Ainsi, Moscou qui refuse de reconnaître le Kosovo, la « créature américaine », soutient directement l'initiative de la Serbie et du Parquet spécial pour les crimes de guerre. La Russie n'hésite pas à plaider en faveur de l'ouverture d'une enquête internationale de l'ONU sur le thème. « En soutenant l'enquête de la Serbie, Moscou fait mine de jouer les empêcheurs de tourner en rond », m'avait expliqué Dick Marty. « Au final, rien ne bouge. En échange de quoi, les États-Unis ferment les yeux sur ce qui se passe en Géorgie ou en Tchétchénie. C'est un échange de bons procédés. » Bruno Vekaric consent à admettre « qu'il existe un réel conflit politique autour de ce crime. Certains dirigeants dans la région, et dans le reste du monde, redoutent que son élucidation ne ralentisse la reconnaissance par la communauté internationale de l’indépendance du Kosovo ».

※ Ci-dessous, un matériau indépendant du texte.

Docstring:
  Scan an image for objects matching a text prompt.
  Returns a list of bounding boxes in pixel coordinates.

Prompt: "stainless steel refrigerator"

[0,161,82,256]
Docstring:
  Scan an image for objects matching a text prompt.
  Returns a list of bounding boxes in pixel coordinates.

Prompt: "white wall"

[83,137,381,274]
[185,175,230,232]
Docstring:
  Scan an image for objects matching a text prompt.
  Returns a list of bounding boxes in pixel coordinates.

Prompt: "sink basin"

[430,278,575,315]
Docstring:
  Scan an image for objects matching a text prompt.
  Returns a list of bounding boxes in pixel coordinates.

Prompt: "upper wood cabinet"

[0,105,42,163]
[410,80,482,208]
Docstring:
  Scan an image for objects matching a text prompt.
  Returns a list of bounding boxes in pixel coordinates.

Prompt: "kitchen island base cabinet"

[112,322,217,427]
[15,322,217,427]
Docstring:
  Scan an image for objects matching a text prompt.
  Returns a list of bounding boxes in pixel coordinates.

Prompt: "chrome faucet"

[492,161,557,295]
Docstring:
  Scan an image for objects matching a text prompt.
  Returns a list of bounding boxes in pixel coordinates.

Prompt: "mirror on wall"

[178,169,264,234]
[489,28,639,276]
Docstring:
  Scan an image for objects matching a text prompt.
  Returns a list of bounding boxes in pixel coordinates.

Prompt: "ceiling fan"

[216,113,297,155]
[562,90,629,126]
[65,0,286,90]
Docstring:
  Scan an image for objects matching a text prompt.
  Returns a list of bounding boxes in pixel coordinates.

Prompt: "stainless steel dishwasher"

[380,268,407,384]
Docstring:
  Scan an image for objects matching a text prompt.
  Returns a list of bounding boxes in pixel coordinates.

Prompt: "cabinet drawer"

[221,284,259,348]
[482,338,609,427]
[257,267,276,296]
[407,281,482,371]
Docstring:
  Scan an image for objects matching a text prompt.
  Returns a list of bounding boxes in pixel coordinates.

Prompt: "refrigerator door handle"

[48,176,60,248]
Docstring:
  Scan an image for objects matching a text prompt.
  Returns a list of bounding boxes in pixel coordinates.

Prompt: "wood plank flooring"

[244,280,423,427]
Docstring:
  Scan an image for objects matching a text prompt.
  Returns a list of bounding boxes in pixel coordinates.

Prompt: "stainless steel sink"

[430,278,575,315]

Sa compatriote Nataša Kandić, une infatigable activiste serbe des droits de l'homme, à la tête de l'ONG du Centre pour le droit humanitaire de Belgrade, est d'un tout autre avis : « le Bureau des crimes de guerre à Belgrade n'a jamais réussi à mettre en accusation des anciens chefs de la police et de l'armée serbe. Cela équivaudrait à mettre en avant la responsabilité de l'État serbe dans ces crimes, et cela personne ici ne veut en entendre parler ».
« Le Parquet serbe met souvent en avant l'histoire des trafics d'organes, en brandissant le rapport Marty à des fins politiques », poursuit encore Kandić, me fixant derrière ses lunettes rondes. « Je ne doute pas que les trafics d'organes aient eu lieu. Mais Marty lui-même n'a obtenu des preuves que dans seulement dix cas », critique-t-elle. Pour elle, exposer un témoin dans le cadre d'une enquête aussi sensible n'est pas habituel. Selon Kandić, la crédibilité du témoin X est sujette à caution. « Ces dernières années, tout ce qu'a fait le Bureau spécial a corroboré la position politique du gouvernement serbe vis à vis du Kosovo. Avec l'arrivée du nouveau cabinet serbe suite aux élections présidentielles de 2012 (l'ancien Premier ministre Boris Tadic est remplacé par Ivica Dačić, ndlr), Vukčević ne savait pas à quoi s'attendre. Pour assurer sa survie, il a fait de l'excès de zèle. » Nataša Kandić ne mâche pas ses mots : « médiatiser le témoin X n'est absolument pas professionnel. Cela ne fait que raviver la peine des familles des disparus. En outre, cela permet à ceux qui ont participé au crime, aux complices de ce témoin, de savoir qu'ils sont dans le collimateur de la justice et donc de s'échapper ».